Communication is the most critical aspect of the doctor/patient relationship. This seems obvious, of course, but all too often, we find that there is important information or clues that a man will forget to tell his doctor. It’s rarely intentional that men leave out information. For the most part, we hear a lot of “I didn’t think it was worth mentioning.”
Every aspect of your physical and mental health has a direct bearing on your sexual health. Your healthcare is a complicated mosaic of pieces that, when strung together, create an image of your overall health. If even the smallest of those many pieces is not looking good, it is going to have an effect on the entire picture.
I was talking to one patient who mentioned that he did not like his partner to touch his testicles. When asked why, he said they hurt – all the time. They did not hurt a lot, but enough that they did not enter into sexual play or stimulation. The doctor had not been told this small bit of information. Why? It just didn’t seem like that big a deal. The reality is, pain is not a normal state of the human body.

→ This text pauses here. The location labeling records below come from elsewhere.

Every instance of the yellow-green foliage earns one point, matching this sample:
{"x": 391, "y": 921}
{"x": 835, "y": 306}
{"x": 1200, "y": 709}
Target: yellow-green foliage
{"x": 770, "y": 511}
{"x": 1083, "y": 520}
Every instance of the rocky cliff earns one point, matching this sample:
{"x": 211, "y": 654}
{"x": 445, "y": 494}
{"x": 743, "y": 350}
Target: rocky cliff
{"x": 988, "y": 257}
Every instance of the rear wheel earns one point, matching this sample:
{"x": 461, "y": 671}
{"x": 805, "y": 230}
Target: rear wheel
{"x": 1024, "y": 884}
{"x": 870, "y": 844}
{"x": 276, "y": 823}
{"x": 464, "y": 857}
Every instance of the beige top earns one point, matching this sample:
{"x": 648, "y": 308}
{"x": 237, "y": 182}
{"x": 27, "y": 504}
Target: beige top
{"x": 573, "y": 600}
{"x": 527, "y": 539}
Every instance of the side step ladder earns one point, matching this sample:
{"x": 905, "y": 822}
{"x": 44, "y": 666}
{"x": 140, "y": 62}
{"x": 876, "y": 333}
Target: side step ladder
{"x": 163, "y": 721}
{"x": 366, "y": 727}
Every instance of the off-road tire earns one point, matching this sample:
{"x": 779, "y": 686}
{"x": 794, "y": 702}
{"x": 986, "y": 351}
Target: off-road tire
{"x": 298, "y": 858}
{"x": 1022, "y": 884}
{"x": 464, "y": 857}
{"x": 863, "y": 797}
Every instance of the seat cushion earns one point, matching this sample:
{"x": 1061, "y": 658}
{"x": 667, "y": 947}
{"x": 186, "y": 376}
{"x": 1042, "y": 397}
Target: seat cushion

While this man may have learned to live with mild pain in his testes, it is a pretty important piece of information for the doctor to know.
Before you see your doctor, take a moment and make an inventory of your body, your mood, your stress levels and your activity. Never assume that an ache, a pain, or a difference in your body is too unimportant to tell your doctor. Write it down so you don’t forget. Give him a copy to put in your files. He may see a pattern that you don’t. Let him decide which piece of the puzzle is going to affect the picture of your health.